Why Worry All of the Time When We Can Worry Some of the Time
We all worry.
Worrying is a form of thinking that leaves us feeling anxious or apprehensive. Although it is not the same as anxiety, it can definitely feel uncomfortable and stressful, to say the least!
We will never be able to stop worrying completely. However, that doesn’t need to be our goal. Instead, we can develop some control over how we manage our worries and how much energy we dedicate to worrying.
💡One way we can do this is by scheduling worry time: a cognitive behavioural therapy (CBT) technique where we are encouraged to set aside time to specifically think about and work through our worries.

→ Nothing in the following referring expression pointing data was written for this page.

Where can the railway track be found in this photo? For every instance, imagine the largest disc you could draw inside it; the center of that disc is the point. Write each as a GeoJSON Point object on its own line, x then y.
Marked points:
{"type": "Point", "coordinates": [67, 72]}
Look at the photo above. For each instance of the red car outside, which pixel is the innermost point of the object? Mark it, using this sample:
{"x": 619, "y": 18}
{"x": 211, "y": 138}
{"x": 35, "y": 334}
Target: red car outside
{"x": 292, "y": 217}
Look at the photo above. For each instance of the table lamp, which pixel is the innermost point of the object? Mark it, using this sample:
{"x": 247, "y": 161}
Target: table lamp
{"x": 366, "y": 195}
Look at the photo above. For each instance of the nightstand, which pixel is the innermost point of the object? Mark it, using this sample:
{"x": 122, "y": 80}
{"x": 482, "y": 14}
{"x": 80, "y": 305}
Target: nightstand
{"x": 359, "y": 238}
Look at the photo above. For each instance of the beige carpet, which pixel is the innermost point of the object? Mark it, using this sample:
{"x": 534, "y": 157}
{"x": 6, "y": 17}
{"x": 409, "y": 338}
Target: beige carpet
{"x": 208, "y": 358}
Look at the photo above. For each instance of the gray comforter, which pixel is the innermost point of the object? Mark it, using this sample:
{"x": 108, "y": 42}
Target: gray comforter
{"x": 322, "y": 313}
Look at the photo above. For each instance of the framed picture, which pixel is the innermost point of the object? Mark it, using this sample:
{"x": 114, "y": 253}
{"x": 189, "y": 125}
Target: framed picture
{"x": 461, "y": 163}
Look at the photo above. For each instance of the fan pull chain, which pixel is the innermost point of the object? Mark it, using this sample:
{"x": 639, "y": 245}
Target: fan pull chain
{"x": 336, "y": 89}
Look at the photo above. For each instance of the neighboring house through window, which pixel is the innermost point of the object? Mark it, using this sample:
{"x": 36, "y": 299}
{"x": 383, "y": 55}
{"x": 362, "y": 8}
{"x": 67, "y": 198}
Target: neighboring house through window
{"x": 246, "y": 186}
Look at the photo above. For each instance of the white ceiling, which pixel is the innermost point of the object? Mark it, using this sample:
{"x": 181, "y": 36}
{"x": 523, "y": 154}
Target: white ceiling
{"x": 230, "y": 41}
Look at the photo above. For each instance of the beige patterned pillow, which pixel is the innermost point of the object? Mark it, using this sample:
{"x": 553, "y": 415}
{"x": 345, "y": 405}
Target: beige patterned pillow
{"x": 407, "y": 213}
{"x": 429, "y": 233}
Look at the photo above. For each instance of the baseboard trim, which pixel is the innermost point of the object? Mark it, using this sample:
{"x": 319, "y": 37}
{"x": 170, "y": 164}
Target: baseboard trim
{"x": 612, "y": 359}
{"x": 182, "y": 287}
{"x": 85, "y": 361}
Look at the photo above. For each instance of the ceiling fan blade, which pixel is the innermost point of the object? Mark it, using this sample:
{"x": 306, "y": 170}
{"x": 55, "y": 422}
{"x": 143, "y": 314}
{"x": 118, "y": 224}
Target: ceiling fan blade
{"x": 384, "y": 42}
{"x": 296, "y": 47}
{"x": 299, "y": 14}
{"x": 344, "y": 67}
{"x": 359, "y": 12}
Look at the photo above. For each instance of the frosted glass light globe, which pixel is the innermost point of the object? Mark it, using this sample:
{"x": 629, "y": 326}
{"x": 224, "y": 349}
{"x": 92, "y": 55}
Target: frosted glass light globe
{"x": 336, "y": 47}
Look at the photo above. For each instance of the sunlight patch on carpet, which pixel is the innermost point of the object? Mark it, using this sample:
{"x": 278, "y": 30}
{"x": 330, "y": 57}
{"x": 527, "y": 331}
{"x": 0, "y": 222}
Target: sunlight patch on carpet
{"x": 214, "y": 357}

💡Sounds a bit counteractive, doesn’t it? Why would one schedule a time to worry if they don’t want to worry?
💡Think about this:
-Do you ever find yourself in an endless stream of worries that can consume you for hours or even an entire day?
-Do you ever feel exhausted, physically and/or mentally from spending all of this energy on worrying?
💡Well, that’s the point! By setting a scheduled worry time and postponing your worries to the allocated time increases your control over your thoughts and worries while not deterring you from feeling your feelings. It allows you to grapple with the worry but doesn’t let you ruminate over it throughout the day. Thus, making worries less intrusive in your daily life.
💡Moreover, setting a scheduled worry time helps us become more mindful of our thought patterns and processes. Lastly, by allocating time for our worries, we become more productive (more energy to spend on tasks or joys at hand).
-This strategy takes practice!
-Do not use your "worry time" to delve into or relive traumatic events.
-Stop the practice if you find yourself becoming highly anxious or uncomfortable.
-Remember that worry and anxiety are not the same.